当たった部分が焦げ落ちただけ、貫通さえしなかった。しかも、細身の人がようやく入れる程度の空いた穴から見える中身は、ほぼ空洞だ。血も内臓もまるで見当たらない。
「な…、なん、ですって……?」
術者であるワンダですら、その熱の余波を受け止めきれずに身を焦がす威力、そして、熱が減衰するような距離でもなかったのに───巨大蛇は、無傷に等しかった。
考えられる、最もありえることは
巨大蛇の“魔法障壁が異常に厚すぎる”ってことだが
もしそうなら……コイツには魔術が効かないことになる。
その巨体でありながら!!!
「ウフフフ……あまりにか弱くって可哀想になってきちゃったわぁ」
薄暗い洞窟の奥で、マグラの不気味な嗤いが響く。
ナラ・ハの森の南東、ジュ・ルーの巣を借りたマグラは、変態メイデンが大量に作った錬金蜘蛛を用意し、無数の糸のついた指先を細かく、滑らかに動かしていた。
「だけど、うっとりするほど、濃厚な絶望……ハアァァ 出来れば現地でこの絶望の魔を飲みたかったわ……」
ユスリカの求愛のように魔術師たちが飛び交う様を、錬成蜘蛛の視界から、マグラは愉しげに覗き込む。
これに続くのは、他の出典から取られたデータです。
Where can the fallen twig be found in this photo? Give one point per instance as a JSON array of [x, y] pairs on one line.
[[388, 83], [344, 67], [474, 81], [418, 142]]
魔術が効かないならば、と、生き残ったシェールの軍人たちが加わって、更に“求愛行動”が鬱陶しくなるも、分厚い木の根はまるで傷つかない。
それもそうだ。この木の根は、世界樹の根なのだから。
【世界樹の樹害:世界樹は世界最大の樹木。木幅は数百メートル、高さは雲を貫く高さにもなり、それ以降は千年経とうとも大きくはならない。
百年~三百年に一度、世界樹は吸い取った栄養のほぼ全てを使い、種を作る。そして、その種は世界樹の樹液に触れるか、空気中の魔を一定以上取り込むことで発芽する。
ただし、その成長速度は爆発的で、発芽から3分足らずで数百メートルの木幅、雲を貫く枝葉、数十キロに及ぶ根を伸ばす。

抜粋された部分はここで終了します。